O ato na Avenida Paulista foi dividido em três blocos. O primeiro, com falas de lideranças das centrais sindicais. O segundo foi marcado por discursos de integrantes do movimento estudantil. Já o terceiro abria espaço para as falas de políticos. O petista Fernando Haddad discursou contra os cortes na Educação e convocou os manifestantes a não deixarem as ruas até que o presidente “devolva cada centavo” retirado da área. Derrotado por Bolsonaro nas últimas eleições, Haddad criticou o presidente. “Nós vamos educar Bolsonaro. É ele que precisa ser educado, e nós vamos dar essa lição a ele até ele aprender”, disse. Ironizou ainda a viagem aos EUA, “a nação que decidiu servir”.

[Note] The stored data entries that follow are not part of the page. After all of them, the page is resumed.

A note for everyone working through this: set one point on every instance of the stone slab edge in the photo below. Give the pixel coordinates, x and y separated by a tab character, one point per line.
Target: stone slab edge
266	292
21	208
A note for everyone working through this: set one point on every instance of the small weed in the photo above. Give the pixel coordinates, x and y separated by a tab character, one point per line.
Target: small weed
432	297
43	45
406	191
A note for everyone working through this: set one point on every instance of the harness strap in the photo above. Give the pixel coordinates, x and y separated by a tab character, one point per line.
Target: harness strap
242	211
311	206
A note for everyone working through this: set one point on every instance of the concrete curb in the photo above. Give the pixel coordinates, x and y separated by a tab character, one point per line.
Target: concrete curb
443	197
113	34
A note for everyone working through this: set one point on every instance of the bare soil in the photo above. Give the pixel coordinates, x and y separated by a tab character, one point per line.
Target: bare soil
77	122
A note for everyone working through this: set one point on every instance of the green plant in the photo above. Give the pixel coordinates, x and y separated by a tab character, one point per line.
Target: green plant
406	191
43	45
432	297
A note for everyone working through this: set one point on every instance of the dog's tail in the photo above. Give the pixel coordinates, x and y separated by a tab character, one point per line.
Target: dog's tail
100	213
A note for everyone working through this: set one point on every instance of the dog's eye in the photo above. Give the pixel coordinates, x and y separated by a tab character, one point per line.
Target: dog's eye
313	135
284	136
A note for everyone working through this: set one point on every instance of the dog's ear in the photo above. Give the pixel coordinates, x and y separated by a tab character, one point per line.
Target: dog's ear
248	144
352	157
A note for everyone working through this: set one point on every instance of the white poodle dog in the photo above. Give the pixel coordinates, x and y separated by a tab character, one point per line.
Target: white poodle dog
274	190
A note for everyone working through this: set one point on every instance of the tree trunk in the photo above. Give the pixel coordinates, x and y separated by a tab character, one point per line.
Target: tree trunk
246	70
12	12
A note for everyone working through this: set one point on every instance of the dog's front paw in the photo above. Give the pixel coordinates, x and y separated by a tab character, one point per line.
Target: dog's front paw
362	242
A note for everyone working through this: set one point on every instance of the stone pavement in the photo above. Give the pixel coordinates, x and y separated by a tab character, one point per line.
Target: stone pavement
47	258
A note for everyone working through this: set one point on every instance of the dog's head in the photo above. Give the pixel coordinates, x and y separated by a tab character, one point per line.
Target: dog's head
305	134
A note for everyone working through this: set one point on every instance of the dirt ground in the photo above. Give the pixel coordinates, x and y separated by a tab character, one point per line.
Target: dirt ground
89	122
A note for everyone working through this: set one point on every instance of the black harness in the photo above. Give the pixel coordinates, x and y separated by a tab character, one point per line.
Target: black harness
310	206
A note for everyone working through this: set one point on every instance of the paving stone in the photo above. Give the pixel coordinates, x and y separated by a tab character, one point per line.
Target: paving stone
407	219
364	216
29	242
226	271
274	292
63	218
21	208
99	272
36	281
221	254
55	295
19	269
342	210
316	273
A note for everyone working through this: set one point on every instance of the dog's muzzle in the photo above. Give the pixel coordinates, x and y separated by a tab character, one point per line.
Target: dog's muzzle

No Rio, o ato também uniu sindicatos dos professores e estudantes, de secundaristas a universitários. “A luta unificou, é estudante junto com trabalhador!”, cantavam os manifestantes. “Somos sofressoras e não professoras. Esse estado nos maltrata. Recebemos um salário irrisório que não condiz com a nossa profissão. Trabalhei 51 anos em escola, como professora e supervisora”, reclamava Marina Gomide, de 80 anos.